Nagios failing to check services
Matt Pounsett
matt.pounsett at cira.ca
Tue Sep 16 19:49:31 CEST 2003
On Tue, 16 Sep 2003, Jason Lancaster wrote:
> Matt,
> You might want to log into the nagios web interface and load up all
> services. Then sort by "Last Check" with the newest at the top. Watch it
> for a few hours and see if the checks are never getting updated (or very
> very slow) Also check the performance info button in the web interface
> for average check latency/execution time. Maybe you have a pretty hefty
> latency time?
Right this minute, the oldest 'last check' stat is about 13 minutes old.. not impressive.

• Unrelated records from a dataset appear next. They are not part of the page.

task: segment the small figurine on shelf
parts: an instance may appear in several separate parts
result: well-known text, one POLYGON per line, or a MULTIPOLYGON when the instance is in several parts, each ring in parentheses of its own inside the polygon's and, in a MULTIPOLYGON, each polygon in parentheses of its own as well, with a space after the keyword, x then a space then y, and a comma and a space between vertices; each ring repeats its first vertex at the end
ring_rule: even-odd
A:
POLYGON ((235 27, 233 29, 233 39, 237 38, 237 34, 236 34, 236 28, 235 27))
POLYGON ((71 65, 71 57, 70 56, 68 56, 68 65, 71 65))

Something interesting about this stat: I noted earlier that when I restarted
Nagios it updated the Last Check (and logged a successfull check!) for the SSH
and NTP services on the server I had powered off.
As for latency, nothing seriously out of whack is being reported there right
now.
Min Max Avg
Check Execution Time: <1sec 9sec 1.448sec
Check Latency: <1sec <1sec 0.000sec
Percent State Change: 0.00% 0.00% 0.00%
Active checks is a bit disconcerting..
Time Frame Checks Completed
<= 1 minute 6 (9.0%) -- not a big deal
<= 5 minutes 49 (73.1%) -- this is an issue
<= 15 minutes 62 (92.5%) -- really bugs me
<= 1 hour 67 (100.0%)
Since program start: 67 (100.0%)
There are no passive checks running... so all zero's there.
> If you are indeed hitting a bottleneck in performance, it would most
> likely be due to the core nagios.cfg options. I don't see a copy of your
> config files. If you'd like, you can forward me a copy of your nagios.cfg.
I included all the apparently relevant nagios.cfg entries in my first email on
the subject.. but I'm attaching the whole file here. Hopefully someone has
some ideas.
thanks again Jason
Matt
--
Matt Pounsett CIRA - Canadian Internet Registration Authority
Technical Support Programmer 350 Sparks Street, Suite 1110
matt.pounsett at cira.ca Ottawa, Ontario, Canada
613.237.5335 ext. 231 http://www.cira.ca
-------------- next part --------------
##############################################################################
#
# NAGIOS.CFG - Sample Main Config File for Nagios
#
# Read the documentation for more information on this configuration
# file. I've provided some comments here, but things may not be so
# clear without further explanation.
#
# Last Modified: 07-04-2002
#
##############################################################################
# LOG FILE
# This is the main log file where service and host events are logged
# for historical purposes. This should be the first option specified
# in the config file!!!
log_file=/usr/local/nagios/var/nagios.log
# OBJECT CONFIGURATION FILE(S)
# This is the configuration file in which you define hosts, host
# groups, contacts, contact groups, services, etc. I guess it would
# be better called an object definition file, but for historical
# reasons it isn't. You can split object definitions into several
# different config files by using multiple cfg_file statements here.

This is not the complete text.